Re: [PATCH 1/2] x86/boot/compressed/64: Remove .bss/.pgtable from bzImage
From: Ard Biesheuvel
Date: Mon Apr 06 2020 - 12:22:47 EST
On Mon, 6 Apr 2020 at 18:01, Arvind Sankar <nivedita@xxxxxxxxxxxx> wrote:
>
> On Mon, Apr 06, 2020 at 03:29:18PM +0200, Ard Biesheuvel wrote:
> > > >
> > > > > Actually, it may be sufficient to #define __efistub_global to
> > > > > __section(.data) like we already do for ARM, to ensure that these
> > > > > global flags are always initialized correctly. (I'll wait for Sergey
> > > > > to confirm that the spurious enabling of the PCI DMA protection
> > > > > resulting from this BSS issue is causing the boot regression)
> > >
> > > Yeah I thought of that as the easiest fix, but it might be safer to
> > > explicitly zero-init in efi_main to avoid future problems in case
> > > someone adds another variable in bss and isn't aware of this obscure
> > > requirement. We actually already have sys_table in bss, but that one is
> > > always initialized. There's also other globals that aren't annotated
> > > (but not in bss by virtue of having initializers). What do you think?
> > >
> >
> > *If* we zero init BSS, I'd prefer for it to be done in the EFI
> > handover protocol entrypoint only. But does that fix the issue that
> > BSS lives outside of the memory footprint of the kernel image?
> >
>
> Yes, I was thinking of only doing it if we didn't come through the
> pe_entry. We could also avoid re-parsing the command line if we add a
> global flag to indicate that.
>
Yeah. I was trying to avoid that, but if we end up needing to
distinguish between the two cases anyway, we might just as well
optimize that too.
> Regarding the memory footprint, if there's no initrd that might be a
> problem, since in that case ImageSize will only cover the actual data
> from the bzImage, so it would be safer to move them to data (including
> sys_table).
>
> We could just pull the stub's bss section all into data with objcopy
> similar to what ARM64 does [1]? i.e. rename .bss to .bss.efistub and
> then pull that into .data in the linker script for the compressed
> kernel?
>
I don't follow. I'm not aware of arm64 doing anything out of the
ordinary with .bss? Note that arm64 does not have a separate
decompressor, so the EFI stub is part of the kernel proper. This is
why sections are renamed to start with .init
> There is also this scary looking comment in gnu-efi's linker script:
> /* the EFI loader doesn't seem to like a .bss section, so we stick
> it all into .data: */
> I don't know what the history of that is.
>
I don't remember, to be honest, but I'm pretty sure I copy-pasted that
from elsewhere at the time.
> [1] As an aside, why doesn't ARM do this as well rather than using the
> section(.data) annotation?
>
The ARM decompressor has this hideous hack, where text [and rodata]
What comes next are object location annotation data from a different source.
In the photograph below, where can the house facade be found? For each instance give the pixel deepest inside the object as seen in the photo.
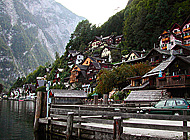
(186, 32)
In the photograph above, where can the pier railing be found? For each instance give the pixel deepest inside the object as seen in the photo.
(100, 122)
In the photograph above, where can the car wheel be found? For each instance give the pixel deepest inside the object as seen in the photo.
(177, 113)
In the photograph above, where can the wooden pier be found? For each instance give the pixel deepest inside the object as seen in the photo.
(110, 122)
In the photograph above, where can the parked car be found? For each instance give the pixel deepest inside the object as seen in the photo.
(172, 106)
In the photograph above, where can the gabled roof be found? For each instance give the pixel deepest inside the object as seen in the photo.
(84, 73)
(180, 46)
(96, 65)
(183, 58)
(82, 67)
(129, 87)
(60, 93)
(92, 58)
(73, 52)
(165, 52)
(145, 95)
(119, 36)
(175, 25)
(162, 66)
(98, 38)
(135, 52)
(185, 22)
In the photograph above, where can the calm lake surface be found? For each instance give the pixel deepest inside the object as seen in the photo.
(16, 121)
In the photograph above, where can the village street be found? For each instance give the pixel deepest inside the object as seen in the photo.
(147, 132)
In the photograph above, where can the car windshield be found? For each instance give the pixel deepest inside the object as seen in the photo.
(160, 104)
(180, 102)
(170, 103)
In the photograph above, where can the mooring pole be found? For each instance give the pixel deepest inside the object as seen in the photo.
(38, 110)
(47, 89)
(185, 134)
(118, 130)
(69, 125)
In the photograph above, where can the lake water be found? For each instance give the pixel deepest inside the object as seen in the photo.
(16, 121)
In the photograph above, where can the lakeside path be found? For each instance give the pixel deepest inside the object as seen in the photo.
(147, 132)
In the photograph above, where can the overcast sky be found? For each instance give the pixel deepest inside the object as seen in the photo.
(97, 12)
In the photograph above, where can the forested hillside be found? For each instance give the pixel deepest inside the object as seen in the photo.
(31, 32)
(141, 23)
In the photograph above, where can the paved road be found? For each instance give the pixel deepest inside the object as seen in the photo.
(148, 132)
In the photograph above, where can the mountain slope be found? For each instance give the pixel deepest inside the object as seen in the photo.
(31, 31)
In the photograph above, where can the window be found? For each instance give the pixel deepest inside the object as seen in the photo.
(170, 103)
(160, 104)
(180, 102)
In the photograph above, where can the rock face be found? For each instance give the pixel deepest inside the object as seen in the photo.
(31, 31)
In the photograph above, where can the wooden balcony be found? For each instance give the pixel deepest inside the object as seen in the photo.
(166, 39)
(180, 81)
(187, 37)
(186, 44)
(186, 29)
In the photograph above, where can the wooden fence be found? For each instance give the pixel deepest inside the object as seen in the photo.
(74, 120)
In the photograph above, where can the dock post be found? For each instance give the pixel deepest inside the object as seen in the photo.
(185, 133)
(95, 99)
(79, 130)
(37, 111)
(69, 129)
(118, 130)
(105, 99)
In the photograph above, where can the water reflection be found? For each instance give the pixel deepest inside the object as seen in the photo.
(16, 122)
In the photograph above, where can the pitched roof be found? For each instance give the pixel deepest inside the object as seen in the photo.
(92, 58)
(175, 25)
(82, 67)
(145, 95)
(186, 21)
(129, 87)
(73, 52)
(183, 58)
(61, 93)
(162, 66)
(165, 52)
(96, 65)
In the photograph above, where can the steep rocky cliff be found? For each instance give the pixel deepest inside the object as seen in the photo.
(31, 31)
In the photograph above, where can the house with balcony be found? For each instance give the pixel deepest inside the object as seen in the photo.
(170, 38)
(176, 77)
(74, 57)
(133, 55)
(186, 32)
(182, 50)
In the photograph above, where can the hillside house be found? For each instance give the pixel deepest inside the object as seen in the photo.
(176, 77)
(156, 56)
(68, 96)
(182, 50)
(74, 57)
(78, 74)
(186, 32)
(133, 55)
(170, 38)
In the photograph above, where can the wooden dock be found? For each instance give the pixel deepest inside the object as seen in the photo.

executes straight from flash, and BSS is relocated into DRAM. In order
for this to work, it actually *requires* GOT indirections for BSS
items, to ensure that all BSS references use absolute addresses, which
can be relocated independently from the rest of the kernel image. This
is the reason ARM does not permit a .data section in the decompressor.
However, the EFI stub does not support execute in place from flash,
and so we can permit a .data section there. At the same time, we don't
support GOT indirections in the EFI stub, so we cannot use the BSS
section. So instead, we just put the few BSS pieces we have into .data
instead.
> >
> > > What do you think of the other problem -- that's actually worse to fix,
> > > as it won't just be when kaslr is disabled, the startup_64 code will do
> > > relocation to the end of init_size and clobber the initrd before getting
> > > to the kaslr code, so it will break as soon as the firmware loads the
> > > "unified kernel image" at a 2Mb-aligned address. The only thing I can
> > > think of is to just unconditionally call efi_relocate_kernel if we were
> > > entered via handover_entry?
> > >
> >
> > Yes, that seems to be the most robust approach.